11 Phonemic expansion … Phoneme: smallest element of sound in a language that can display contrast and hence change meaning or function of a word, e.g. initial sounds in ban and Dan. During babbling, number of different phonemes produced increases (expands).

12 Phonemic contraction … 9-10 months. Number of phonemes produced reduces to those found in the native language (contracts). Baby discards sounds not required.

13 Phonemic contraction … Evidence: noises made by children of different nationalities starts to sound different. Experiments: native adults have successfully identified babies from own country.

14 Intonation … Intonation patterns begin to resemble speech. Common: rising intonation at end of utterance. Other variations in rhythm/emphasis may suggest greeting or calling.

15 The first word … Somewhere around 12 months the child makes its first recognizable word.

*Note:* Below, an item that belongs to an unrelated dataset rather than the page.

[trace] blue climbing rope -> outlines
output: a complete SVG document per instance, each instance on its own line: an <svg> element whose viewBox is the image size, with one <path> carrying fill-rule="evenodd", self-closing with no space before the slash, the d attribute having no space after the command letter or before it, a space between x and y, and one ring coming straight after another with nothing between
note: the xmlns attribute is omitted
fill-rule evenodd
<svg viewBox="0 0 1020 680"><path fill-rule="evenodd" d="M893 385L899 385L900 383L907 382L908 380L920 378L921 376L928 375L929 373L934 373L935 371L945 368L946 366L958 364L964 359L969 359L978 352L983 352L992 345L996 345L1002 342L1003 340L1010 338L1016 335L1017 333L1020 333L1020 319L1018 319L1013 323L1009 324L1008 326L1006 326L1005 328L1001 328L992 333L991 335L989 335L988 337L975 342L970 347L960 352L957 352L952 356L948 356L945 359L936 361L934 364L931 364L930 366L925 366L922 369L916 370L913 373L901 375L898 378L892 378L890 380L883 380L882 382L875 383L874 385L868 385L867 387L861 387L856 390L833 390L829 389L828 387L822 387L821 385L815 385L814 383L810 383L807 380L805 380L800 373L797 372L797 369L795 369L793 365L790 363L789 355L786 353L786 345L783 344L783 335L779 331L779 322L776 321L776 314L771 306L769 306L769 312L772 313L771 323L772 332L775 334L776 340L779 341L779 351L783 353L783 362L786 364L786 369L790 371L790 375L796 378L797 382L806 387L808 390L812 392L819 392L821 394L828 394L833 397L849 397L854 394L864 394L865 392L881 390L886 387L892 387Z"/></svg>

16 New vocabulary … Acclimatised Instinctive Cooing Babbling Bilabial Reduplicated monosyllable Phonemic expansion Phonemic contraction

17 TASK Design a leaflet for expectant parents informing them of the stages in which their child will learn to produce sounds. You should use the material you have learnt today along with some of your own experiences (if you wish) Think of a title What information do you want to include? How will you present this information (e.g. bullet points, pictures etc.). Think about the layout.